I need to apologize for being a bit of a Debbie-Downer lately. I just re-read my last two blog posts. That’s how I know that it’s true. Well, that, and I feel so much more like my positive, rose-colored world Sally-self these days, that it’s painfully obvious that I was not that Sally-self for some time. Probably since last July when we moved away from some of our best friends in the world and away from one of the most beautiful, eclectic, sensory, savory cities in the world.
I love you, Seattle.
When I was in high school, I had a friend give me the compliment (insult?) that I was like Prozac for depressed people. He was most likely referring to my overly upbeat personality and my unusual knack for being happy regardless of the situation. Mostly, that ability is still intact, but sometimes it isn’t. I hate it when it isn’t. I would so much rather be happy about no flowers than be moaning about the wrong kind of flowers if you know what I mean.
So, I’ve been pondering this dilemma for several weeks, maybe even months. First, I was down because I missed my friends and the familiarity my life had in Seattle. Then, I was down that I hated our rental house. Then we bought our in-progress dream house, and I find out I was pregnant that weekend, which meant that I started throwing up right away. After ten weeks of this, I was pretty cranky. Then we traveled, the kids got sick, we got sick, we got the flu . . .
See? See what I mean? Rose-colored Sally-self would see some silver lining in every single thing. Debbie-downer Sally couldn’t see past the end of her nose. (Does anyone else love Mary Poppins as much as I do? Past the end of his nose?)
In Relief Society a couple of weeks ago, we had a lesson on joy versus happiness. It was fabulous. One woman made a last-minute comment about feeding thoughts. She had found that whether she had a happy feeling/thought or a negative feeling/thought, she would feed it with more of the same. She had discovered that she was always feeding one or the other, so when a negative thought would creep in, she would do everything in her power to feed a positive thought instead.
For example, pretend your husband arrives home from work having stopped by the grocery store. He picked up milk and bread. Three cheers for an awesome husband, right? Until you get mad that he didn’t call and ask you if you needed anything. Because you did. You needed something. You needed eggs and cheese, too, right?
This woman is saying that now you have a choice. You can either replay in your mind that husband should have called you and, if he did, then you would have the eggs and cheese you needed. As it is, now you have to go out shopping during the dinner rush just so you can make dinner for you own family. Either that, or you’re eating cereal for dinner again. Everything is husband’s fault. He’s the reason you don’t cook healthy meals for your family. In fact, he’s the reason you still haven’t lost that extra 10 pounds from baby number x. Because he doesn’t call you enough!
OR: My gosh! My husband went to the grocery store! I hate going to the grocery store! Especially I hate buying milk because it’s so heavy and awkward and cold. Now when I go to the store later, I won’t have to buy milk! Awesome! Husband rules! So glad I have husband and milk and bread.

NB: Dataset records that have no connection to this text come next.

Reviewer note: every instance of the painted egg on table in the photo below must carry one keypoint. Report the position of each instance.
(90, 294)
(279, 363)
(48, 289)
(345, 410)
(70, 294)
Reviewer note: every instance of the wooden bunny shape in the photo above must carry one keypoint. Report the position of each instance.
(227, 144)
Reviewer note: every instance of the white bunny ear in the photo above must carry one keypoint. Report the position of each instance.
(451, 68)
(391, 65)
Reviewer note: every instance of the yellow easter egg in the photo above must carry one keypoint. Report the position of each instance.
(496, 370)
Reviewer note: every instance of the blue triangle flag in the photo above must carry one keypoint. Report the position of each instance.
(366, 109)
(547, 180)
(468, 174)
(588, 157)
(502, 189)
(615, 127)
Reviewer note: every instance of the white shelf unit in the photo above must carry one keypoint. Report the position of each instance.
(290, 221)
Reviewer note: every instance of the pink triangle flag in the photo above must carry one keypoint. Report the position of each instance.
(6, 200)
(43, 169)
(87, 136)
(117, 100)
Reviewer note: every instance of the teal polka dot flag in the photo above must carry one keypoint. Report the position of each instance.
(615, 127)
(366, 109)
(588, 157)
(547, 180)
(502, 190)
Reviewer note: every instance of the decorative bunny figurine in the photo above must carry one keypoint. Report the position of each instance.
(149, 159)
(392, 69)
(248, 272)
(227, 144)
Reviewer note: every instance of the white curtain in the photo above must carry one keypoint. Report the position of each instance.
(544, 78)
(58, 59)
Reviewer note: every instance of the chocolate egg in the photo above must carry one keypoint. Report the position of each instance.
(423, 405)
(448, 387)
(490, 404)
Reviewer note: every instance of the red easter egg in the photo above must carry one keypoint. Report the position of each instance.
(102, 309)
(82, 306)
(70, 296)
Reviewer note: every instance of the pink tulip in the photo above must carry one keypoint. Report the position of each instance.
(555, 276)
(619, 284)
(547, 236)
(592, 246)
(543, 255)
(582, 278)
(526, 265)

Since I heard that comment in relief society, I’ve tried starving negative thoughts while feeding a positive one. Once. I realized a negative thought was creeping in, and let me tell you, a negative thought can sometimes last for days. How is that even possible? Well, it’s true. Anyway, the negative thought was creeping in, and I thought of this wise woman’s words, and instead of ‘feeding’ the negative thought, I gave my thoughts a very weak tea. Then a little piece of a cracker. Then a chocolate chip cookie.
Then I felt better. It worked.
Do you think this would work for you? Any other tips to overcome a negative attitude? What works for you?